The Problem With Today’s “Body Positivity”

Millennial Women Still Face Unrealistic Standards

  • Graphic Olivier Robidoux

Millennial women went from “too thick” to “not thick enough” real quick.

Society’s standards of beauty are always changing. Over the past 15 years, the “ideal” body type for women, what is accepted as the “standard” and is represented in our media, has gone from model skinny to “thicc” and curvy. Does this imply that we have moved on to a more healthy and attainable beauty standard for millennial women? Or is this hourglass shape just as unrealistic and unhealthy?

Though our tastes have changed, Canadian women were more likely to be dissatisfied with their appearance than men, according to a 2014 survey by market research company GfK. The survey showed that 1 in 5 women were not satisfied with their appearance`, with 5 percent saying they’re “not at all” satisfied.

Growing up in the 2000’s, I remember desperately wanting to have my hip bones stick out in my slightly cropped tight shirt and low-waist jeans.
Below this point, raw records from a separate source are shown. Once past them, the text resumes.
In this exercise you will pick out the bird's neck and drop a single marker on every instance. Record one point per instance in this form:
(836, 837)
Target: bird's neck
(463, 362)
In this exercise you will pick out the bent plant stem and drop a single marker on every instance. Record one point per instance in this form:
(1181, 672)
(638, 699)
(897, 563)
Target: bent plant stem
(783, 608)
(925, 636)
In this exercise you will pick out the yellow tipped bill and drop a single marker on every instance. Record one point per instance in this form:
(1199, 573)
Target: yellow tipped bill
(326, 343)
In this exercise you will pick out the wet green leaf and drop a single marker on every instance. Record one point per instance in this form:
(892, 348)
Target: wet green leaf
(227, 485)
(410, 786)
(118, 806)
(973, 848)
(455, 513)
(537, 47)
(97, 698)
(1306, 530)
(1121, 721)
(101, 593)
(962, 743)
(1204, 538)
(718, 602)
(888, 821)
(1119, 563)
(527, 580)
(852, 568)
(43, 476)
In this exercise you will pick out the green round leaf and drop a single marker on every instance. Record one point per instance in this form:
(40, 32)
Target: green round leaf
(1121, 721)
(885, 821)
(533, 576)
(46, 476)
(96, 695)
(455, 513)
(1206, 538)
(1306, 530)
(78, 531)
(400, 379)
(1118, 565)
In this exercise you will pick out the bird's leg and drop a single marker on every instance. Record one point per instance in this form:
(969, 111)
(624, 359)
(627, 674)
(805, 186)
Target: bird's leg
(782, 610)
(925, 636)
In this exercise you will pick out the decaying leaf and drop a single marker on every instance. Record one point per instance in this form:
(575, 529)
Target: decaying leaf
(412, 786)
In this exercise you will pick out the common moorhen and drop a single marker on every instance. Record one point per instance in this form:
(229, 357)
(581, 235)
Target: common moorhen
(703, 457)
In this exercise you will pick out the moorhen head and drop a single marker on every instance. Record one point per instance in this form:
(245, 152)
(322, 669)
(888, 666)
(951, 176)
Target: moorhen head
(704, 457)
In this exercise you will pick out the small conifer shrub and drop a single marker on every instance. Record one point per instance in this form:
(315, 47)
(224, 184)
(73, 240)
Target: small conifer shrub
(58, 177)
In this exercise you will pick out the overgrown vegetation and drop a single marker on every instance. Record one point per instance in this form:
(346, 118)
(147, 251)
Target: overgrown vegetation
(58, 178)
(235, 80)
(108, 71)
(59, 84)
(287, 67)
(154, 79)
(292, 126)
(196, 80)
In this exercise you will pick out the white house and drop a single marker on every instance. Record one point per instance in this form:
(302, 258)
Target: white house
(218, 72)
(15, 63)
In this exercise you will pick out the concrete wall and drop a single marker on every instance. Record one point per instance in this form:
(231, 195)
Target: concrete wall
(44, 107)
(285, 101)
Paris Hilton and Nicole Richie’s The Simple Life was a reflection of what I and other millennial girls had to compare ourselves to.

And it’s not just celebrities. Since 1959, Mattel’s Barbie doll was the epitome of society’s beauty standards for women; young girls grew up playing with dolls that indicated to them that beauty only comes in size zero to two. Thankfully in 2016, a reflection of this shift in the cultural conversation around women’s appearance, Mattel reinvented the Barbie. She now comes in four different body types (Mattel added sizes tall, petite and curvy), seven skin tones, with 22 diverse eye colours and 23 hairstyles. But this is a new change. The young women of today, like many other generations, did not get to play with Barbie dolls that look just like the “average girl.”

By 2009, body ideals started to slowly shift, and being “stick thin” was no longer as glorified as it used to be. Instead, I began to notice that the naturally skinny girls in my entourage started to develop severe body insecurities. “In high school I was ashamed of how skinny I was, I didn’t like my body at all. I always felt like I had to have a big butt and hips in order to be desirable,” explained Anais Lorena, a 22 year old customer service representative at National Bank.

Having a “big butt” has become so popular that buttock implant surgeries have increased. According to the American Society of Plastic Surgeons there was a 28 per cent increase in buttock augmentations between 2014 and 2015.

The issue with this new ideal female body is that women feel pressure to obtain an hourglass figure that in practice turns out to be just as hard to achieve as a stick-thin appearance.

Take Kylie Jenner as an example. Even though there is no evidence to prove that Jenner’s body was sculpted by plastic surgery, Dr. Andrea Giannitrapani, a plastic surgeon, has analyzed her body growth throughout the years and speculates that she has probably had surgery work done. Girls are encouraged to think of Jenner as the epitome of the current beauty trend, but realistically, her body type is only possible to achieve naturally with vigorous amounts of exercise and strict dieting, if it’s even possible at all.

In 2018, the ideal body has been carefully selected and sewed together, body part by body part. This unnatural and unrealistic body forces girls and women to alter their appearance in unhealthy ways. Waist trainers, heavily advertised by the Kardashian/Jenners, are dangerous for women, causing an unnatural tightening of the waist by squeezing your ribs and in the worst of cases, shifting you organs.

According to, doctors say that “some of the most common problems are decreased abdominal muscle tone, visceral displacement and atrophy of the abdominal walls. Other health risks include deformation of the stomach, liver and lungs and decreased breathing capacity.” It seems we’re back in the early 1900’s!

From the “thigh-gap” trend, to “ribcage bragging” and “waist training,” we haven’t moved on to a more healthy body ideal, as much as it might seem with companies promoting “body diversity” in their ads. Unfortunately, being “thicc” requires that women and girls be a specific type of curvy and in specific places only.

This generation, because of society’s current beauty standards, feels incredibly pressured to conform to an hourglass shape body. I have noticed that in my entourage and on social media, naturally thin women have developed body insecurities and women who are naturally curvy once more feel that their bodies still do not fit the standard.

A woman will always be too fat, too curvy, too skinny, and as long as the diet and beauty industry thrives, society will never fully allow women to feel like they’re perfect just the way they are. The system creates and profits off of women’s insecurities.

I specify that society will never “fully” allow women to feel wholly perfect in their skin because the new marketing fad is “female empowerment” and “self-love.” I believe that this is still a big step in the right direction, but let us not forget that even though companies promote these wonderful assertions, they profit off it. It’s a trap.